Kapı açıldığında içeriye ona işkence eden itlerden birisiydi. Adam askerlerin çözülmüş halde gördüğünde tam diğerlerine haber vercekken, Siyah Avcı hemen eli ile ağzını kapatıp boynunu kırdı. Diğer askerler gelmesin diye görevlerde yanında hep tuttuğu küçük kutuda olan siyaha boyanan kanı çıkartıp öldürdüğü adamın alnına iki parmağı ile alt alta çizgi sürdü.
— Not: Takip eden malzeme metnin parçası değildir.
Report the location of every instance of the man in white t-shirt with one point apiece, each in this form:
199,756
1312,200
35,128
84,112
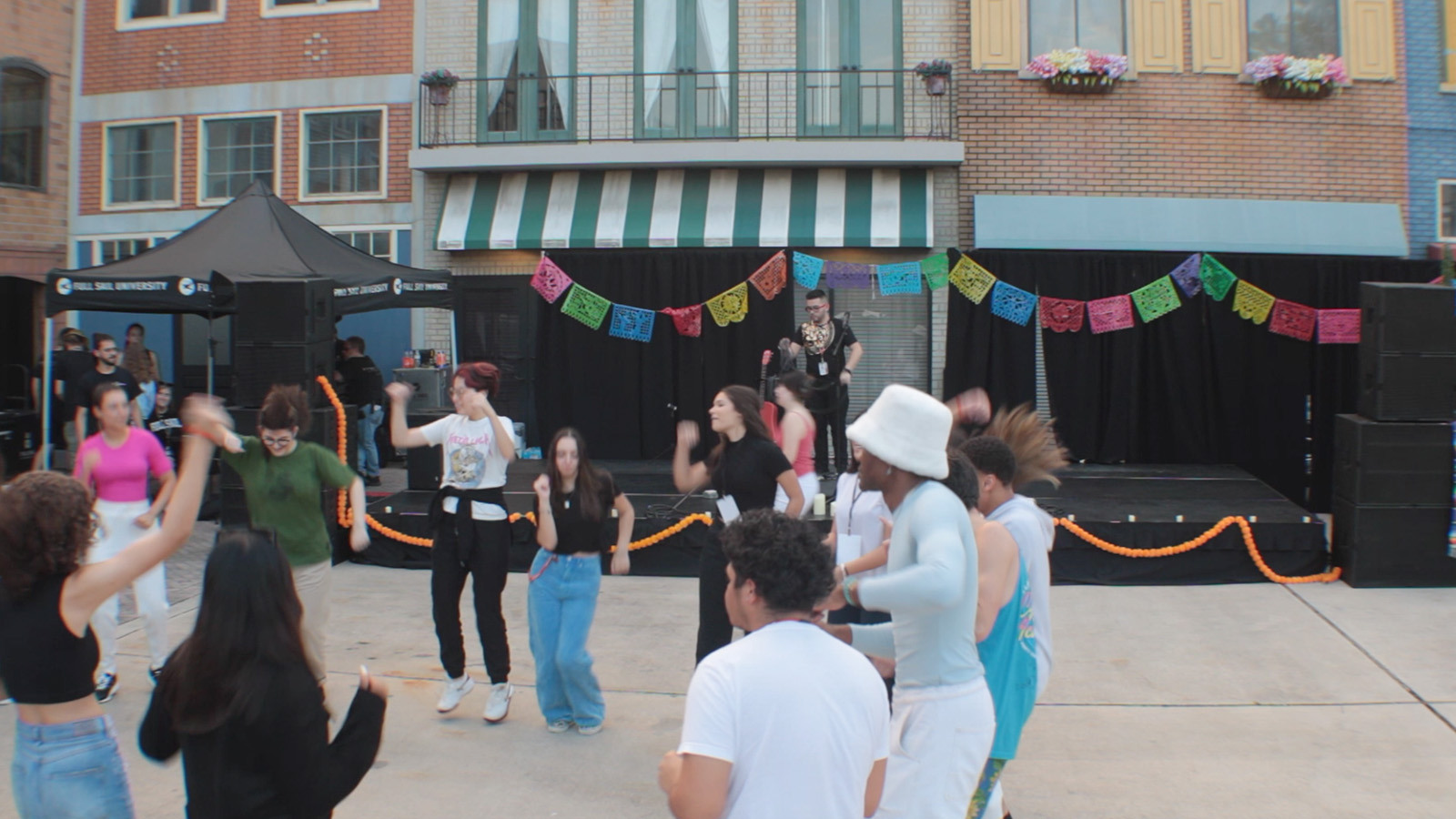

Bunun anlamı ise 'Siyah Avcı' nın her an ensenizde olup bir gün uykunuzda uyanıp kendi kanınızla boğularak öldürmek'demekti.
Bunu gören askerler gözlerini açarak Siyah Avcı' ya bakıyorlardı. Az önce olayı anlayan asker ise hiç şaşırmamıştı. Çünkü tam da bunu bekliyordu.
Siyah Avcı hiç zaman kaybetmeden sesini daha da kalınlaştırıp timin komutanı olduğu düşündüğü askere bakarak;
"Şimdi hiç zaman kaybetmeden, kuzeye doğru 10 metre yürüceksiniz, bir boş alan var orda bekleyin ordaki askerler sizi alacak."
Sesi maskeden ve sesini daha da kalınlaştırdiğı için erkek sesi gibiydi. Zaten askerlerde erkek olduğunu düşünmüştü bile.
"Sen?" sordu diğer asker.
Cevap vermedi.
Timin komutanı bu kampı patlatacağını anlayıp timine dönüp;
"Tim! Kuzey, 50 metre hadi vakit kaybetme!"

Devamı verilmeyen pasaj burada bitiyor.